Dengan investasi ini, lanjut Husin, UEA menjadi investor utama yang terbesar pada INA. Sebelumnya, beberapa negara, antara lain Jepang, Amerika Serikat, dan Kanada juga telah mengumumkan komitmen investasi untuk INA.
”Selain itu, investasi UEA ini semakin menunjukkan tingginya kepercayaan dunia internasional berinvestasi pada INA. Hal itu akan semakin menarik investor negara lain untuk bergabung dan berinvestasi,” kata Husin.
Investasi UEA semakin menunjukkan tingginya kepercayaan dunia internasional berinvestasi pada INA. Hal itu akan semakin menarik investor negara lain untuk bergabung dan berinvestasi.
INA merupakan lembaga pengelola investasi Indonesia yang dibentuk dengan mengacu pada Undang-Undang Nomor 11 Tahun 2020 tentang Cipta Kerja. Lembaga itu bertujuan untuk meningkatkan optimalisasi aset, menarik investasi dan kerja sama dari berbagai pengelola investasi lainnya di dunia, serta untuk meningkatkan iklim investasi yang lebih baik di Indonesia.
Husin berharap penempatan dana kelolaan di INA dapat meningkatkan kemampuan permodalan bagi pembiayaan berbagai proyek pembangunan tanpa meningkatkan utang. Dia juga akan terus memfasilitasi upaya investasi dan kerja sama strategis di berbagai bidang dan berbagai pihak dengan prinsip saling menguntungkan untuk mendukung pembangunan nasional Indonesia.
Sementara itu, Fitch Ratings Ltd, lembaga pemeringkat kredit internasional, mempertahankan peringkat kredit (sovereign credit rating) Indonesia pada level BBB (investment grade) dengan outlook stabil pada 19 Maret 2021. Sebelumnya, pada 10 Agustus 2020, Fitch juga tidak mengubah peringkat kredit Indonesia, yaitu tetap di peringkat BBB. Peringkat kredit merupakan penilaian risiko kredit suatu negara berdasarkan riwayat finansial, aset, dan kewajiban.
Gubernur Bank Indonesia (BI) Perry Warjiyo mengatakan, afirmasi peringkat ini merupakan bentuk pengakuan internasional atas stabilitas makroekonomi dan prospek ekonomi jangka menengah Indonesia yang tetap terjaga di tengah pandemi Covid-19. ”Hal ini didukung oleh kredibilitas kebijakan dan sinergi bauran kebijakan yang kuat, baik secara nasional maupun antarlembaga otoritas keuangan,” ujarnya dalam siaran pers di Jakarta, Selasa.
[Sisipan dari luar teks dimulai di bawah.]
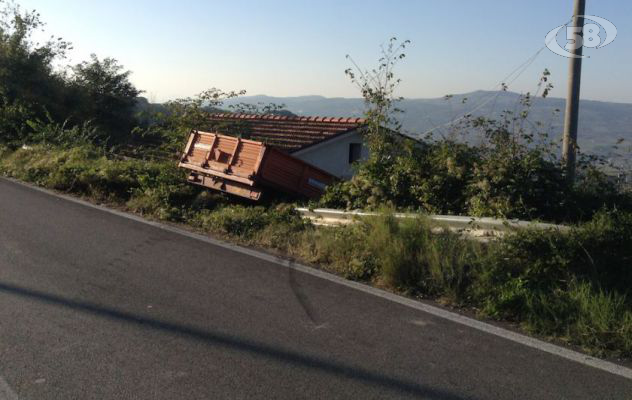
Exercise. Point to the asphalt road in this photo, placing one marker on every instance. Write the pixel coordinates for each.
(96, 306)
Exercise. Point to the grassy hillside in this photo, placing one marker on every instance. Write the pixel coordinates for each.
(601, 123)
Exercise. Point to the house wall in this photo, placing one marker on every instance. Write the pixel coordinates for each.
(333, 155)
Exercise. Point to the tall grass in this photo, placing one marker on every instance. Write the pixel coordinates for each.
(572, 285)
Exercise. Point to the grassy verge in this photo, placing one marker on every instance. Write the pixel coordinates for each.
(572, 286)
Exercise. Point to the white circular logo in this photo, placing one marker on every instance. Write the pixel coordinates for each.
(590, 35)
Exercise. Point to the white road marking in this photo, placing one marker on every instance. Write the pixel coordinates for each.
(6, 393)
(427, 308)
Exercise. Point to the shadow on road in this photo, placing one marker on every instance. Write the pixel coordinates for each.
(238, 344)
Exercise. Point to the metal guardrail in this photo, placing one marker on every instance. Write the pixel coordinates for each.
(476, 226)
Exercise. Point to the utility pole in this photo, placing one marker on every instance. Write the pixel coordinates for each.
(569, 145)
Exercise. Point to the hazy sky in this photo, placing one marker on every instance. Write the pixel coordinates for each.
(294, 47)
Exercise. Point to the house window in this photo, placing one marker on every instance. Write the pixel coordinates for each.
(355, 152)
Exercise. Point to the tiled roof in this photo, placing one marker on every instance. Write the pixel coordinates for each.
(286, 133)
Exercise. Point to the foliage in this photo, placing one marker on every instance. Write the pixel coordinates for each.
(506, 168)
(33, 87)
(572, 285)
(106, 96)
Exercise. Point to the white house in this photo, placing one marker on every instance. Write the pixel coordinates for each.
(331, 144)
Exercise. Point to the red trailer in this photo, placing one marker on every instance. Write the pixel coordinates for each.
(245, 167)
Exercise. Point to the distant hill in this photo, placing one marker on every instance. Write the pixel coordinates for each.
(601, 123)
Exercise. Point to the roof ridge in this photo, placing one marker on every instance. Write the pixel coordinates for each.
(274, 117)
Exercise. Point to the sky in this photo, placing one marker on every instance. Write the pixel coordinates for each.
(297, 47)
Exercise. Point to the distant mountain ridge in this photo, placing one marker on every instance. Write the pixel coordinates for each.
(601, 123)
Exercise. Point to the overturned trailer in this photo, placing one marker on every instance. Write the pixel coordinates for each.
(246, 167)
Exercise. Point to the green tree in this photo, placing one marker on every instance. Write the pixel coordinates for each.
(105, 95)
(30, 87)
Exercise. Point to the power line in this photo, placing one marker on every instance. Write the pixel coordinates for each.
(518, 71)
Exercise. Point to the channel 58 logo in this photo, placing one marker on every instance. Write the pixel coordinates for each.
(596, 34)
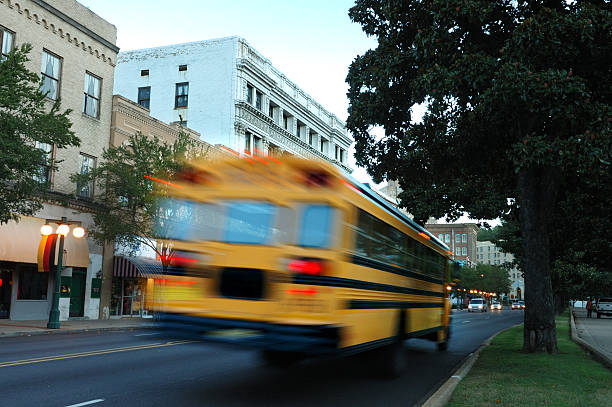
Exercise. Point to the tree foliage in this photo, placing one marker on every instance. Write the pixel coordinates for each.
(518, 101)
(129, 204)
(26, 117)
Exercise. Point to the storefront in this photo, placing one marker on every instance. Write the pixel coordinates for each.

Fitch memperkirakan ekonomi Indonesia akan pulih bertahap, yaitu tumbuh 5,3 persen pada 2021 dan 6 persen pada 2022. Fitch juga memproyeksikan, defisit fiskal Indonesia akan sedikit turun menjadi 5,6 persen pada 2021 dari 6,1 persen pada 2020.
Dalam asesmennya, Fitch menyebutkan, pemulihan ekonomi Indonesia didorong stimulus pemerintah, ekspor yang ditopang perbaikan harga komoditas, dan pembangunan infrastruktur. Namun, pemulihan ekonomi tersebut tetap akan bergantung pada penanganan penyebaran Covid-19 khususnya melalui percepatan vaksinasi.
Dalam jangka menengah, Fitch memproyeksikan pertumbuhan ekonomi akan didorong oleh implementasi Undang-Undang Nomor 11 Tahun 2020 tentang Cipta Kerja yang bertujuan menghapus berbagai hambatan investasi. Fitch juga menilai pembentukan INA merupakan langkah tepat untuk mendukung pembiayaan pembangunan infrastruktur dalam beberapa tahun ke depan.
Fitch memperkirakan ekonomi Indonesia akan pulih bertahap, yaitu tumbuh 5,3 persen pada 2021 dan 6 persen pada 2022.
Meski begitu, Fitch meminta agar Indonesia mencermati sejumlah tantangan yang akan dihadapi, yaitu ketergantungan terhadap sumber pembiayaan eksternal yang masih tinggi, penerimaan pemerintah yang rendah, dan perkembangan sisi struktural.
Fitch juga menilai, dukungan BI atas pembiayaan defisit fiskal telah membantu mengurangi biaya bunga dan mendukung percepatan pemulihan ekonomi. Langkah tersebut hanya bersifat sementara sehingga tidak menimbulkan risiko penurunan keyakinan investor terhadap kredibilitas kebijakan moneter.